La conversación había llevado a la cena, y la cena a la cama.

Las lesiones que desfiguraban a Quinn no habían desanimado a la otra mujer. Lo que había puesto fin a la relación, después de poco más de seis meses juntas, fue la incapacidad de Quinn de mantenerse sobria durante más de ocho horas seguidas.

Quinn se estira para levantar la jarra de café de la placa caliente y rodea la taza con su mano disfuncional mientras la rellena. Ha aprendido por las malas que añadir la señal no visual del sentido del tacto ayuda a su cerebro a juzgar la distancia y la ubicación con mayor precisión.

—¿Cuánto tiempo esta vez? —pregunta Marnie.

—¿Qué día es hoy?

—Domingo.

Quinn tiene muchos defectos, pero decir la verdad cueste lo que cueste está en su ADN.

—Tres días —admite.

—Maldita sea, Quinn. Si quieres arruinar tu vida, hazlo. Pero no pienso sentarme a ver cómo lo haces.

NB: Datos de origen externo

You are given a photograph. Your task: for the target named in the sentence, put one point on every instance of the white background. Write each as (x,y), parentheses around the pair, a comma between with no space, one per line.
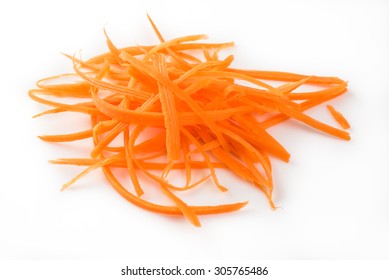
(333,195)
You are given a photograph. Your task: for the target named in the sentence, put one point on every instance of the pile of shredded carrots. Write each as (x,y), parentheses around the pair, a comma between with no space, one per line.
(203,113)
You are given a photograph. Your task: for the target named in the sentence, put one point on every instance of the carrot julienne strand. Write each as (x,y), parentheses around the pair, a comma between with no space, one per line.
(177,105)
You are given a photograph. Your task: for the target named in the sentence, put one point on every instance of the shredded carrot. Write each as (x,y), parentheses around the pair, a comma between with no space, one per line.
(177,106)
(338,117)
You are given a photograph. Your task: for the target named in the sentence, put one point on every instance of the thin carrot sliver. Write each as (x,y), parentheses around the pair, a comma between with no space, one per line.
(338,117)
(177,105)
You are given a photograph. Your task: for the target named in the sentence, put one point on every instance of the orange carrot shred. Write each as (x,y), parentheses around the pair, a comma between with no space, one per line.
(338,117)
(177,105)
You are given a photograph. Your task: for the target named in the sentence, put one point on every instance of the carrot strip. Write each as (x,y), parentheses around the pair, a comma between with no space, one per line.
(338,117)
(177,105)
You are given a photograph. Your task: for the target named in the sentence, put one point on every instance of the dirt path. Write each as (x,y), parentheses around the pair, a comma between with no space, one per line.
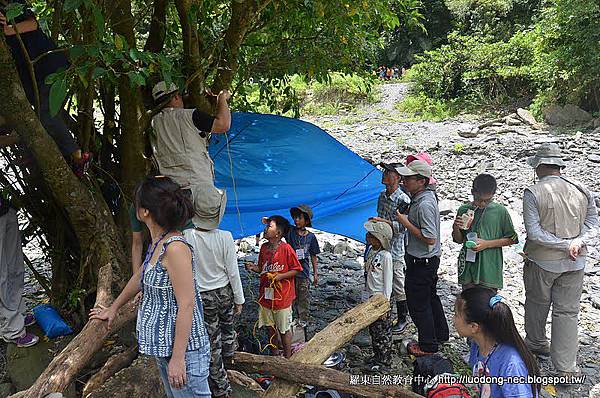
(377,132)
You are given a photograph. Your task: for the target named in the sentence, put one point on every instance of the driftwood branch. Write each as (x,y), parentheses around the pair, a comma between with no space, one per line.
(334,336)
(316,375)
(112,366)
(66,365)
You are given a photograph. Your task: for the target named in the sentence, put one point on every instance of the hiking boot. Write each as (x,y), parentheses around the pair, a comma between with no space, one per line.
(29,320)
(415,350)
(541,352)
(81,167)
(400,326)
(27,340)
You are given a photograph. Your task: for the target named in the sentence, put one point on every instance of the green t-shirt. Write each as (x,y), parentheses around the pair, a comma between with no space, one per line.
(137,225)
(487,268)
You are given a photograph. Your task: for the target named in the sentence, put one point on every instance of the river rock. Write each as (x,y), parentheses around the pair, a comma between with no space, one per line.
(568,115)
(527,117)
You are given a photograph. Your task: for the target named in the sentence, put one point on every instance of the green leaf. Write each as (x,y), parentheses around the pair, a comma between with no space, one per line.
(71,5)
(58,92)
(14,10)
(98,72)
(99,19)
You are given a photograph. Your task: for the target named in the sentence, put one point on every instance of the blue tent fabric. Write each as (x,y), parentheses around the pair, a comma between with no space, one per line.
(268,164)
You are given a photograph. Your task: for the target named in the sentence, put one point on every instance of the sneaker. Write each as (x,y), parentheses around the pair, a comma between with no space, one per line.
(27,340)
(29,320)
(400,326)
(415,350)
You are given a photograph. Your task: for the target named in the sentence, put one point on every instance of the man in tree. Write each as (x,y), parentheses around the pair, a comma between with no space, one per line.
(12,272)
(37,45)
(423,251)
(181,143)
(560,218)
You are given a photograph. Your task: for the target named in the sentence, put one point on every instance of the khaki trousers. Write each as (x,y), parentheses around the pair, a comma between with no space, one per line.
(563,292)
(398,292)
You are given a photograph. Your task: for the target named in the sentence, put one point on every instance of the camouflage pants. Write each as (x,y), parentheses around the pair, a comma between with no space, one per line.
(381,338)
(218,319)
(302,302)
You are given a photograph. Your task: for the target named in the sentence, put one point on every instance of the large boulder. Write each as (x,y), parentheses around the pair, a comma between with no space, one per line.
(567,115)
(141,379)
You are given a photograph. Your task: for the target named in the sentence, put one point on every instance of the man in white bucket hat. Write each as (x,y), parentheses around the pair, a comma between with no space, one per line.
(560,219)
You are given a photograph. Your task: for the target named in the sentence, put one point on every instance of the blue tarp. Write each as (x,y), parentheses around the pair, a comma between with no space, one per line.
(278,162)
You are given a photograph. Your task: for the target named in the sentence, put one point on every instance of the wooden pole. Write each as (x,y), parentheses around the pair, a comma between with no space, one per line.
(328,340)
(318,375)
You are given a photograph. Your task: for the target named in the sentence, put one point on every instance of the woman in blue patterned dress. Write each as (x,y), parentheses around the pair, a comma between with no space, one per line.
(170,322)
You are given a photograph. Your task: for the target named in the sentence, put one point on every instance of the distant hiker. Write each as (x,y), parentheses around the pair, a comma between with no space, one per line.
(423,251)
(561,219)
(497,349)
(482,264)
(170,323)
(392,199)
(220,286)
(180,144)
(380,275)
(278,267)
(36,43)
(306,246)
(12,274)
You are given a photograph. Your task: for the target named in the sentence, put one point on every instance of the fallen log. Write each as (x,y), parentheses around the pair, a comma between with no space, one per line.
(334,336)
(318,375)
(112,366)
(66,365)
(241,379)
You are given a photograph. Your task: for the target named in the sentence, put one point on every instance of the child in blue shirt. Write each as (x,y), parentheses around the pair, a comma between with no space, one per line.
(497,349)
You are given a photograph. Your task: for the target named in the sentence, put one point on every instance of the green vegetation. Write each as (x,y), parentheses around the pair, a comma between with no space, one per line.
(299,95)
(501,51)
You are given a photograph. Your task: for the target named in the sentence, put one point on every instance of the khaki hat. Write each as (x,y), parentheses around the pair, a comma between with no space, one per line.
(382,231)
(209,205)
(160,90)
(416,167)
(303,209)
(547,153)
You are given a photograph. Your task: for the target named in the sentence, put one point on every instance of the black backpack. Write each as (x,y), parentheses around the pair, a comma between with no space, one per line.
(426,367)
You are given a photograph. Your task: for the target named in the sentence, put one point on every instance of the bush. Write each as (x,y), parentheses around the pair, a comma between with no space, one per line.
(476,70)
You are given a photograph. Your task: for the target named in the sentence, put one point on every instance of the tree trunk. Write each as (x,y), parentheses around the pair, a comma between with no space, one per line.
(243,14)
(317,375)
(87,212)
(335,335)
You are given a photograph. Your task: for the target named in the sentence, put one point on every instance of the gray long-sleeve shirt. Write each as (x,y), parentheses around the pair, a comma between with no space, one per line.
(536,233)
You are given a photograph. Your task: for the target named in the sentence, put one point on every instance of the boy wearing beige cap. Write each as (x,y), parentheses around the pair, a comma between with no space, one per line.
(380,274)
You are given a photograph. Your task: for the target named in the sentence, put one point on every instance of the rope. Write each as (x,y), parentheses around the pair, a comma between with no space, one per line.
(237,204)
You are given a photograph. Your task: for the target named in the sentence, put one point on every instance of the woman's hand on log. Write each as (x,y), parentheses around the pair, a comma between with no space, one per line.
(176,372)
(103,314)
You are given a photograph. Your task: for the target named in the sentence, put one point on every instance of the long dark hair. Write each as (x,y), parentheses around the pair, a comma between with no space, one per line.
(169,205)
(497,322)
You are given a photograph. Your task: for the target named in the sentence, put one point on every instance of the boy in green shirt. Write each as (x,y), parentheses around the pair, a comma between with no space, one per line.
(482,264)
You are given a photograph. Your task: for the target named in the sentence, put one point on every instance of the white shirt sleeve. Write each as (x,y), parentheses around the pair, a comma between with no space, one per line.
(233,271)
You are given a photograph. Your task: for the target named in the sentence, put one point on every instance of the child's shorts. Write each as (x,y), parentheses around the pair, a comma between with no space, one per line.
(280,319)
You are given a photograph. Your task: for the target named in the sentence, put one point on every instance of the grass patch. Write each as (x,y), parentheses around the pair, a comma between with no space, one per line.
(420,107)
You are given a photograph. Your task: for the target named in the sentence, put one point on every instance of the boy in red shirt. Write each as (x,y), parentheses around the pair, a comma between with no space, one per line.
(278,266)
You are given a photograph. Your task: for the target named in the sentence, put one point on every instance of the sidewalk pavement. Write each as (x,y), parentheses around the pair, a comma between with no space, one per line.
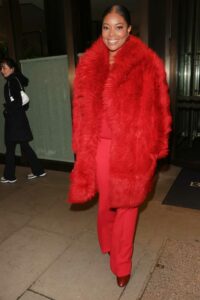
(49,250)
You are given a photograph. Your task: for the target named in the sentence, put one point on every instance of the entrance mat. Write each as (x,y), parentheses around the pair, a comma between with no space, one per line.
(185,191)
(176,275)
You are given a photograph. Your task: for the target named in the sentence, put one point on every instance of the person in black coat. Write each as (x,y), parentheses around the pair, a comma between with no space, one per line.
(17,128)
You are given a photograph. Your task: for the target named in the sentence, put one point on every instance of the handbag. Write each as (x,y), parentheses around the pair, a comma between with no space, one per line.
(25,97)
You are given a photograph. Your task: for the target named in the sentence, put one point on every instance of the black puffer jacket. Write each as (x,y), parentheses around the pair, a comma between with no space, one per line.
(17,127)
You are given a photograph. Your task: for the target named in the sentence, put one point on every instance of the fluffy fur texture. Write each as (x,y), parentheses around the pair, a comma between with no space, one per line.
(136,103)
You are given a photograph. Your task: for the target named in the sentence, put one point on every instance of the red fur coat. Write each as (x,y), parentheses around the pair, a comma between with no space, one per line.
(136,102)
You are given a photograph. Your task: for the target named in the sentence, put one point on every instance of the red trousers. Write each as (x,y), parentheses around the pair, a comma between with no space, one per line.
(116,227)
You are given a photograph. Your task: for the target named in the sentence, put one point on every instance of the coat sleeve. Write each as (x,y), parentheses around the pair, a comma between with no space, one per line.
(162,112)
(76,110)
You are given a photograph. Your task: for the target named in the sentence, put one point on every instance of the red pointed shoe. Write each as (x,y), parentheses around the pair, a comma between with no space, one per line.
(123,280)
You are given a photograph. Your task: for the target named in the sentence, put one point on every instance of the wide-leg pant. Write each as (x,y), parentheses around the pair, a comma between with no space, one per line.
(116,227)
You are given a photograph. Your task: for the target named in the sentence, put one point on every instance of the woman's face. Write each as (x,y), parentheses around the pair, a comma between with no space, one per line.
(115,31)
(6,70)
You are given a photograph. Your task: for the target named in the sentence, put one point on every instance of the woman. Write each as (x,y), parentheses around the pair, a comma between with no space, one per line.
(17,128)
(121,124)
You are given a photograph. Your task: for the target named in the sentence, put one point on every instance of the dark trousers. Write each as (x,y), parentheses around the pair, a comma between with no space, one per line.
(9,170)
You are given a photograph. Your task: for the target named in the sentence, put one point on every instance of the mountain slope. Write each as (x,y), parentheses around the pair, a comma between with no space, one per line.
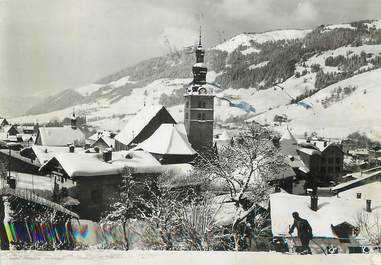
(271,71)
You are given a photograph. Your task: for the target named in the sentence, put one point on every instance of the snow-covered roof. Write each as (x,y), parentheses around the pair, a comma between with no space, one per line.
(331,211)
(92,164)
(3,120)
(169,139)
(99,134)
(8,127)
(60,136)
(103,135)
(138,123)
(110,142)
(44,153)
(370,191)
(310,151)
(367,176)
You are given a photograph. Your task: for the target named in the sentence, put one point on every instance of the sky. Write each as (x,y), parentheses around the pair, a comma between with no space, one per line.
(50,45)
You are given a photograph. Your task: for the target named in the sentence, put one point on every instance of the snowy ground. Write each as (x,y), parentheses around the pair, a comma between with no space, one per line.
(112,257)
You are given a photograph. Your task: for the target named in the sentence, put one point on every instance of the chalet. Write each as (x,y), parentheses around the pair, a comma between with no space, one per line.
(333,220)
(59,136)
(97,177)
(18,162)
(292,183)
(142,126)
(10,130)
(324,161)
(103,140)
(169,144)
(27,129)
(359,179)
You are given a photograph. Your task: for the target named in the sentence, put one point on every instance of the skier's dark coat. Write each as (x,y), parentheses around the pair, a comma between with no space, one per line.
(303,227)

Quinn era un desastre mucho antes del accidente con el explosivo. Sufrió un golpe de gracia cuando tenía siete años y sus padres se divorciaron y, luego, pelearon para no tener la custodia. Obligada a pasar su infancia entre una casa en Londres y otra en Escocia, en ninguna de las cuales era bienvenida, no lo lamentó mucho cuando murieron de cáncer, con seis meses de diferencia, mientras ella estaba en la universidad. Quinn es una experta en desenterrar todo lo oscuro y feo en la naturaleza humana, porque es lo que conoce.

Su teléfono vuelve a sonar.

—Contesta —la urge Marnie.

Quinn reprime las ganas de tomar un trago de Eagle Rare de la petaca que lleva en el bolsillo interno de su chaqueta y atiende la llamada de News Desk.